Agar tercipta sesuatu yang viral, dibutuhkan dua kubu yang di plot saling memusuhi
satu sama lain misalnya antara page sosial media di kubu A dan kubu B yang
saling serang dan memberikan hashtag pada perang argumentasi nya, kemudian
komentator bayaran yang mengisi kolom komentar dari perdebatan yang ada di
suatu media sosial. Serangan seperti ini kemudian dilakukan secara terus
menerus hingga menimbulkan kegaduhan di masyarakat. Banyak
pemain yang menggunakan platform digital ini untuk mencapai tujuan-tujuan
politik maupun ekonomi nya, mulai dari kekuatan-kekuatan raksasa seperti
AS,Rusia, dan RRC, hingga kelompok separatis Papua pun memanfaatkan platform
ini pula, tercatat ada beberapa akun yang terafiliasi dengan kelompok separatis
dilihat dari isi konten nya antara lain @FreeWestPapua di Twitter,Facebook,
dll. Di dalam nya selalu update berita-berita entah benar atau tidak mengenai
kekejaman aparat keamanan Indonesia terhadap rakyat Papua, diskursus mengenai
status aneksasi yang dilakukan di Indonesia, debat kusir antara satu pihak
dengan pihak lain yang tidak jelas status identitas nya. Tidak ketinggalan,
pada bulan Oktober ini, BBC pun menampilkan berita dengan narasi yang
mendiskreditkan pemerintah Indonesia dengan cara menyerang kerangka hubungan
yang dimiliki oleh elit-elit politik di Indonesia, anda semua bisa mencari nya
melalui aplikasi browsing google dengan keyword, “BBC dan kerusuhan Papua”.
Lalu,
mengapa tiba-tiba disini muncul BBC? Korelasi nya apa dengan tulisan ini?. Jadi
begini, separatis Papua sebelumnya telah memiliki jaringan yang solid di luar
negeri antara lain di Inggris dan Australia, setidaknya jika dianalisa dari
sepak terjang media nya bukan pemerintah nya karena di era perang LikeWar
seperti sekarang ini, media resmi pemerintah dapat dijadikan sebagai senjata oleh
suatu pemerintahan tanpa harus terkena implikasi politis yang besar.
Dengan
kata lain, sudah tahu kemampuan IT musuh begitu besarnya, kenapa masih
menggunakan cara-cara seperti di jaman kepemimpinan Jenderal paling murah
senyum sedunia?
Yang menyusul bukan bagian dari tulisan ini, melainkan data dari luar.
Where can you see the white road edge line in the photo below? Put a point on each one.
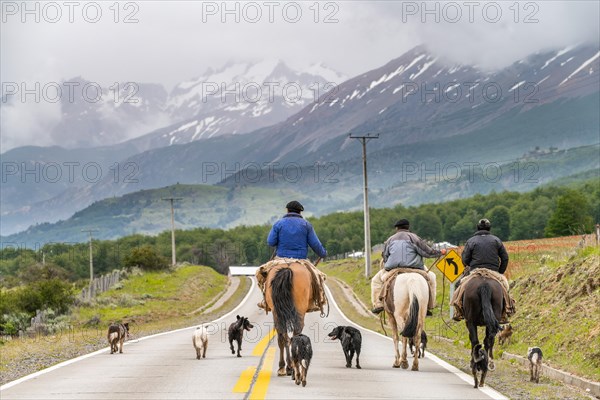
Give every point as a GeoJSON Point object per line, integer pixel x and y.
{"type": "Point", "coordinates": [95, 353]}
{"type": "Point", "coordinates": [450, 368]}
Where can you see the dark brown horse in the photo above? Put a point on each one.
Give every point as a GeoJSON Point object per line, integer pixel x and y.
{"type": "Point", "coordinates": [482, 305]}
{"type": "Point", "coordinates": [288, 293]}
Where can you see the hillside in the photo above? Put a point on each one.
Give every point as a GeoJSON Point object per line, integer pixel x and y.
{"type": "Point", "coordinates": [557, 288]}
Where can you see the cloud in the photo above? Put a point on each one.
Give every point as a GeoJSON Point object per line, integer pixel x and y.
{"type": "Point", "coordinates": [170, 43]}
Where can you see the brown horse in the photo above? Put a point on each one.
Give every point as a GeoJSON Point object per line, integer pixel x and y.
{"type": "Point", "coordinates": [288, 292]}
{"type": "Point", "coordinates": [411, 295]}
{"type": "Point", "coordinates": [482, 306]}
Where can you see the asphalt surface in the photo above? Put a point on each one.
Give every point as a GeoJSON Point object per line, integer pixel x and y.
{"type": "Point", "coordinates": [165, 367]}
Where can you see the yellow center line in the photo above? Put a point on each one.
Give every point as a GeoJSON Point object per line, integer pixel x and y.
{"type": "Point", "coordinates": [244, 382]}
{"type": "Point", "coordinates": [259, 391]}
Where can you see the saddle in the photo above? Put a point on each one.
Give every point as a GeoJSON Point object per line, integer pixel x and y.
{"type": "Point", "coordinates": [509, 303]}
{"type": "Point", "coordinates": [387, 295]}
{"type": "Point", "coordinates": [318, 298]}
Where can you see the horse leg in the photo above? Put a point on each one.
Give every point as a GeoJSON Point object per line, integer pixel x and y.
{"type": "Point", "coordinates": [488, 342]}
{"type": "Point", "coordinates": [417, 340]}
{"type": "Point", "coordinates": [392, 320]}
{"type": "Point", "coordinates": [404, 360]}
{"type": "Point", "coordinates": [281, 343]}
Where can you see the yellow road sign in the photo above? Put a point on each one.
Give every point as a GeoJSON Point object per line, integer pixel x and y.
{"type": "Point", "coordinates": [451, 265]}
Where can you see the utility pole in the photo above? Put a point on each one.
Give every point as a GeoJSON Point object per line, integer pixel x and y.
{"type": "Point", "coordinates": [90, 231]}
{"type": "Point", "coordinates": [172, 199]}
{"type": "Point", "coordinates": [364, 140]}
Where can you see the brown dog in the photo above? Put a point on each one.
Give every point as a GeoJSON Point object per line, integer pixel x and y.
{"type": "Point", "coordinates": [116, 336]}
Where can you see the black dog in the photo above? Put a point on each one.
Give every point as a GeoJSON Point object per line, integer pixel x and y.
{"type": "Point", "coordinates": [236, 331]}
{"type": "Point", "coordinates": [301, 356]}
{"type": "Point", "coordinates": [411, 344]}
{"type": "Point", "coordinates": [351, 341]}
{"type": "Point", "coordinates": [534, 355]}
{"type": "Point", "coordinates": [479, 361]}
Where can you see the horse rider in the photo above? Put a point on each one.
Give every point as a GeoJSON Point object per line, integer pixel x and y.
{"type": "Point", "coordinates": [292, 235]}
{"type": "Point", "coordinates": [482, 250]}
{"type": "Point", "coordinates": [404, 249]}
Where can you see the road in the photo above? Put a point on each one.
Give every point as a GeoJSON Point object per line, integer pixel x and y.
{"type": "Point", "coordinates": [164, 367]}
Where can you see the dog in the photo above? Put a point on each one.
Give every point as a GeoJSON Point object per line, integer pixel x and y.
{"type": "Point", "coordinates": [301, 356]}
{"type": "Point", "coordinates": [534, 355]}
{"type": "Point", "coordinates": [351, 341]}
{"type": "Point", "coordinates": [116, 336]}
{"type": "Point", "coordinates": [479, 361]}
{"type": "Point", "coordinates": [200, 341]}
{"type": "Point", "coordinates": [411, 344]}
{"type": "Point", "coordinates": [505, 334]}
{"type": "Point", "coordinates": [236, 332]}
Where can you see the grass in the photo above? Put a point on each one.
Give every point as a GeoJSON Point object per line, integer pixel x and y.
{"type": "Point", "coordinates": [161, 301]}
{"type": "Point", "coordinates": [562, 320]}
Atau jangan-jangan tidak tahu? Intinya adalah, pemerintah harus
mengevaluasi struktur keamanan nya baik yang formal maupun “informal”. Di zaman
sekarang, emosi dan otot tidak akan pernah menyelesaikan masalah, justru yang
terjadi adalah sebaliknya. Kekuatan “informal” tidak lagi layak untuk berada di
garis depan, setidaknya untuk kegiatan separatisme Papua. Harus ada perubahan
pendekatan, pemerintah dan pihak terkait lain nya harus mengistirahatkan amarah
dan otot nya, gunakanlah pendekatan yang manusiawi dan bangun infrastruktur
yang mumpuni untuk menghadapi LikeWar, sebuah bentuk peperangan yang medan nya “ghaib”
tapi memiliki implikasi yang sangat nyata.